Trap 3: Inserting English-style "no"

❌ Je no sais pas.

Incorrect — no is not a French negative.

✅ Je ne sais pas.

I don't know.

This sounds absurd written down but happens in spontaneous speech when the brain reaches for a familiar negative and finds no before it finds ne. The fix is repetition.

Trap 4: Keeping ne where another particle replaces it

In ne...que (only), ne...rien (nothing), ne...personne (nobody), the ne and the second particle work as a pair. Don't add pas to the mix.

❌ Je ne mange pas rien.

Incorrect — pas and rien cannot coexist; they negate each other.

✅ Je ne mange rien.

I'm not eating anything.

❌ Il ne boit pas que de l'eau.

Grammatical but means 'he doesn't only drink water,' not 'he only drinks water.'

✅ Il ne boit que de l'eau.

He only drinks water.

The first version of the second example is a real (and useful) sentence — pas que means not only — but it's not what a learner trying to say only usually intends.

Questions and the ne

In inverted questions (sais-tu ?, viens-tu ?), the negative shape is ne...pas with the same drop pattern: formal ne sais-tu pas ?, informal sais-tu pas ? (rare in actual speech). In real conversation, French uses inversion much less often than textbooks suggest; the standard interrogative is est-ce que tu sais pas ? or simply tu sais pas ? with rising intonation.
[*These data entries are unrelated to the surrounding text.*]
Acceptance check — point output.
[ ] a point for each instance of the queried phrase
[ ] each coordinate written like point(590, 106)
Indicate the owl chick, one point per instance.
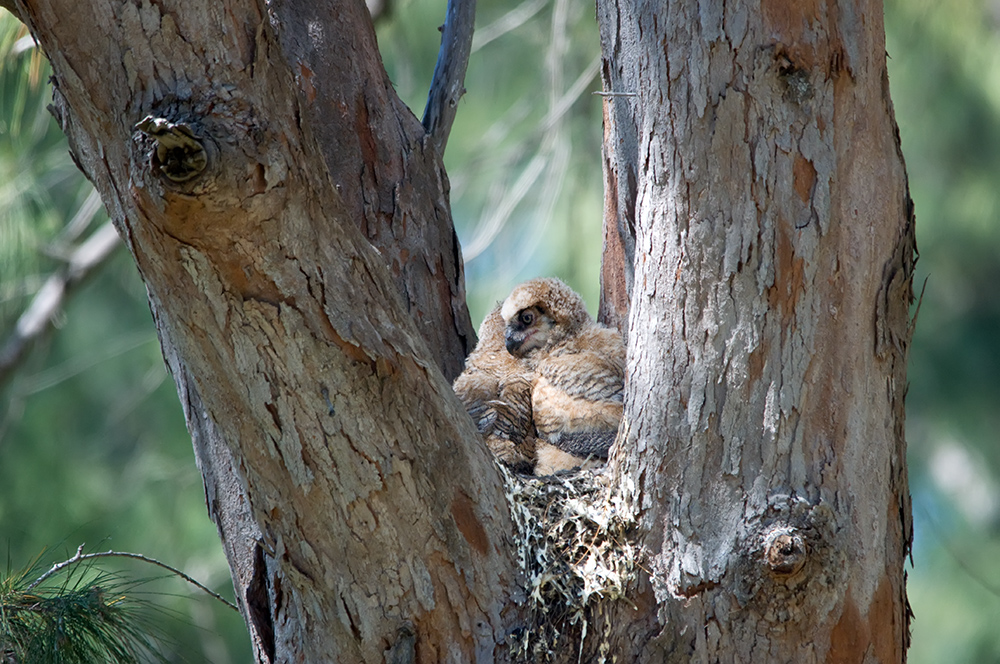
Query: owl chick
point(495, 388)
point(579, 368)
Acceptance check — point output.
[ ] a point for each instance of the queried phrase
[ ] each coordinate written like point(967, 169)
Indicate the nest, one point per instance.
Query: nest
point(574, 551)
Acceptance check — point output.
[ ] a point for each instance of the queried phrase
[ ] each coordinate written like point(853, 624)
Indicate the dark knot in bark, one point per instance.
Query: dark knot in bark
point(179, 155)
point(785, 551)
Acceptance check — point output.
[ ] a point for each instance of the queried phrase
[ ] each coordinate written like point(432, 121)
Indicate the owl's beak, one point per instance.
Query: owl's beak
point(513, 339)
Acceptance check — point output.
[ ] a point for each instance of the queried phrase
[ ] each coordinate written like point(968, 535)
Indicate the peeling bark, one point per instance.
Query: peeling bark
point(292, 226)
point(310, 376)
point(768, 326)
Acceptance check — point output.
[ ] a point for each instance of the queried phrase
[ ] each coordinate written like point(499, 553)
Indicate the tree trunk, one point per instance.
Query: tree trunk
point(757, 188)
point(293, 232)
point(291, 222)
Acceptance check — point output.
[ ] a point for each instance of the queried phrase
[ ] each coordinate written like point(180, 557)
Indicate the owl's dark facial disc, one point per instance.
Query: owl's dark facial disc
point(526, 331)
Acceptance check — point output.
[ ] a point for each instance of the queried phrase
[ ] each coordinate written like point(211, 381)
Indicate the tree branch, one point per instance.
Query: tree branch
point(38, 316)
point(448, 84)
point(80, 556)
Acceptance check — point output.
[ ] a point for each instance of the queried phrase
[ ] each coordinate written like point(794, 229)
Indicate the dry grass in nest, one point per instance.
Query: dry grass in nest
point(574, 551)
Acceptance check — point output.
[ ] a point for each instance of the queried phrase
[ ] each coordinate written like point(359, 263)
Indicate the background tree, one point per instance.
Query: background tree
point(527, 162)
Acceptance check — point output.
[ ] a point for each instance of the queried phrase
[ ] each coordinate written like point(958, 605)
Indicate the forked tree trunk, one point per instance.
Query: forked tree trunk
point(760, 250)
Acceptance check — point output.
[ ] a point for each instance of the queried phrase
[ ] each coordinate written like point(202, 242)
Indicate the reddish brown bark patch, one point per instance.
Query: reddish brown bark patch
point(468, 524)
point(789, 281)
point(805, 177)
point(849, 639)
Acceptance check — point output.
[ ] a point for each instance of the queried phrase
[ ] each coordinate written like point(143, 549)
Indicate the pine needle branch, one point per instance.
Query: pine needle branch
point(80, 556)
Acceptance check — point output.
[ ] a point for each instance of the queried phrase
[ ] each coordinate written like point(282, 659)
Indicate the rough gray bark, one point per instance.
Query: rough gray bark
point(758, 191)
point(294, 342)
point(291, 222)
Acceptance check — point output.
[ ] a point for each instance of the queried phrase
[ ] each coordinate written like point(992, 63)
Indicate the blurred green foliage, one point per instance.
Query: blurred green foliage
point(92, 442)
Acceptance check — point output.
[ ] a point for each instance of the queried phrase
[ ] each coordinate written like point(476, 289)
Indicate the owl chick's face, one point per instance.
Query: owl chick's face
point(528, 330)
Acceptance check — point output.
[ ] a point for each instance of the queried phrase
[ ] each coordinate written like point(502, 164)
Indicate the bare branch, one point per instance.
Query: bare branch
point(448, 84)
point(50, 297)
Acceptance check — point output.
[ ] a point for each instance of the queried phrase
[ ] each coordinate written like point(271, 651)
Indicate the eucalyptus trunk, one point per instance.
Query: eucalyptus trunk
point(757, 190)
point(290, 218)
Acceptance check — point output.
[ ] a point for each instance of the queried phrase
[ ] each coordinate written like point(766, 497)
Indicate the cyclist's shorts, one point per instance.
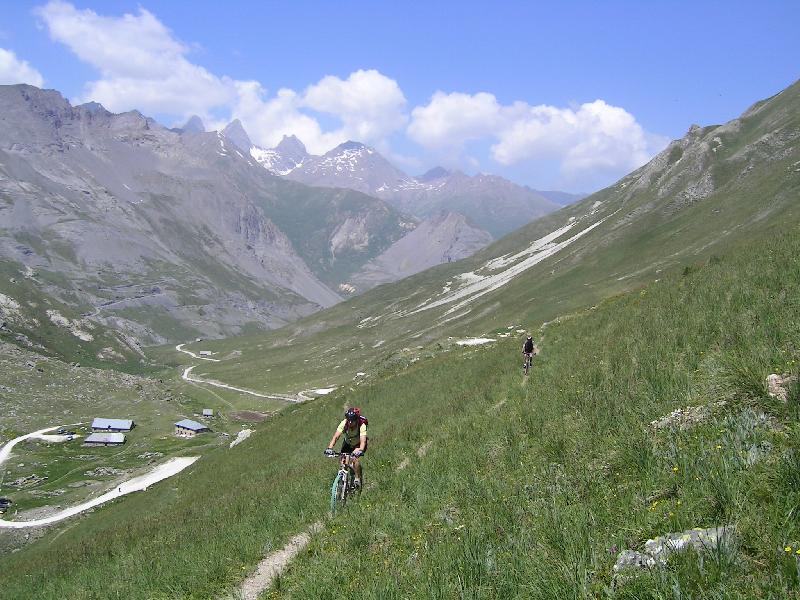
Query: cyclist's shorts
point(348, 449)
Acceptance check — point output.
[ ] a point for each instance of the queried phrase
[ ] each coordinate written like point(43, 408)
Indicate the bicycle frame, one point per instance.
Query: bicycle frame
point(343, 483)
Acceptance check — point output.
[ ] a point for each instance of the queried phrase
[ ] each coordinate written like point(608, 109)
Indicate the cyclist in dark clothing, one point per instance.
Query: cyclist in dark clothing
point(527, 351)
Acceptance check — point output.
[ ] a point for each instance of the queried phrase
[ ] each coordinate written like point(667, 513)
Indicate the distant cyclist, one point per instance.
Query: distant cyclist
point(527, 352)
point(354, 430)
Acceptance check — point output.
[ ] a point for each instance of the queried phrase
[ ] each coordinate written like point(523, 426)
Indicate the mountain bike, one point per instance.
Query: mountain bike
point(528, 362)
point(344, 482)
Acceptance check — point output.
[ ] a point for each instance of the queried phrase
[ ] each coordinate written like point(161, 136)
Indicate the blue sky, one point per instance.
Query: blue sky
point(568, 95)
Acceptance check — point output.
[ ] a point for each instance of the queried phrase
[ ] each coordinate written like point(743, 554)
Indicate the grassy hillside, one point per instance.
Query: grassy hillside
point(716, 188)
point(529, 488)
Tu sais pas comment on fait ?

You don't know how it's done? (casual)

Ne savez-vous pas qui je suis ?

Do you not know who I am? (formal/literary)

Common Mistakes

❌ Je no sais.

Incorrect — French does not use 'no' as a verbal negator.
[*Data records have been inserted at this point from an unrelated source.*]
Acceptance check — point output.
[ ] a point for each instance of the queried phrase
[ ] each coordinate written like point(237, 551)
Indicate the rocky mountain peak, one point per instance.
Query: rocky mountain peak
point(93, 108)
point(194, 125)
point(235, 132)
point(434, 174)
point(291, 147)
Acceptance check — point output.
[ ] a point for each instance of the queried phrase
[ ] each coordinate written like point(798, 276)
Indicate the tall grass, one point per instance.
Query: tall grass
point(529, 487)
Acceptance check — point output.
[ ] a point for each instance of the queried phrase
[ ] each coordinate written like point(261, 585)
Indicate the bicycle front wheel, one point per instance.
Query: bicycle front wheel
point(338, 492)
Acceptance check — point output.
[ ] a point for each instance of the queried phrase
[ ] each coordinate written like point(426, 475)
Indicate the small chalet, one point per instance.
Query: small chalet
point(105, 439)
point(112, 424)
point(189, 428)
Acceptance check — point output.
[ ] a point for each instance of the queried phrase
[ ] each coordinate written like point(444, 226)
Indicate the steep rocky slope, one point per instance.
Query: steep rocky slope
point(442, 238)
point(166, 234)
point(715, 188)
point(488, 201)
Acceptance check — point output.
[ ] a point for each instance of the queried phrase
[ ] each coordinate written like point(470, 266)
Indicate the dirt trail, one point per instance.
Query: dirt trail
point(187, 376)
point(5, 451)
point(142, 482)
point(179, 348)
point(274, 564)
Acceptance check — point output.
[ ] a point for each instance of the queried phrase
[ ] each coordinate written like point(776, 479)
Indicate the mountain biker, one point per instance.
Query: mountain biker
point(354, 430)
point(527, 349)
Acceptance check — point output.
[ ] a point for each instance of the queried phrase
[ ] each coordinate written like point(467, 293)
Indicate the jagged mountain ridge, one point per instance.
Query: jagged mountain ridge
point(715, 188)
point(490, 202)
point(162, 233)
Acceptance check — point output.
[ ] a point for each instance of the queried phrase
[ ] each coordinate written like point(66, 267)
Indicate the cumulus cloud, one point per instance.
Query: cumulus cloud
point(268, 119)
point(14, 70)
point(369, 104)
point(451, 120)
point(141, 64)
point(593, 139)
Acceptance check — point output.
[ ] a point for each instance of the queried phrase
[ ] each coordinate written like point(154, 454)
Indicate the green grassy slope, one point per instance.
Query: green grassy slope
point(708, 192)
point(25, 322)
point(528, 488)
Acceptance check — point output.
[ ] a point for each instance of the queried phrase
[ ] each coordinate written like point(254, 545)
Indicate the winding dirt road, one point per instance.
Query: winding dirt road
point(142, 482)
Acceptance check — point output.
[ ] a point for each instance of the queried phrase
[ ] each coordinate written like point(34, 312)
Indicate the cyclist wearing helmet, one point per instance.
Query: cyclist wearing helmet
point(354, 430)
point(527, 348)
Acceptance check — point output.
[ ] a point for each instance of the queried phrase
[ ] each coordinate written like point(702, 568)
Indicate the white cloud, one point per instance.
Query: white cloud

✅ Je ne sais pas. / Je sais pas.

I don't know.

❌ Je ne pas sais.

Incorrect — pas always follows the conjugated verb.

✅ Je ne sais pas.

I don't know.

❌ Je sais ne pas.

Incorrect — ne always precedes the verb.

✅ Je ne sais pas.

I don't know.

❌ Email professionnel : 'J'sais pas, on verra.'

Wrong register — formal writing keeps the ne.

✅ Je ne sais pas, on verra.

I don't know, we'll see. (in a written email)

❌ Je ne mange pas rien.

Incorrect — only one negative particle is allowed alongside ne.

✅ Je ne mange rien.

I'm not eating anything.

Key takeaways

The drop of ne is the single biggest gap between textbook French and the French you'll actually hear. Recognize it — je sais pas, j'ai pas vu, il vient pas — and your listening comprehension takes a giant leap forward. Produce it — selectively, in casual contexts — and you sound less like a textbook. But never produce it in writing, in formal speech, or before you've established that the register is casual. The position of pas, jamais, rien, plus, personne never moves; only the optional ne before the verb appears or disappears. If you remember that one fact, you can navigate French negation across every register without producing a sentence that is wrong everywhere.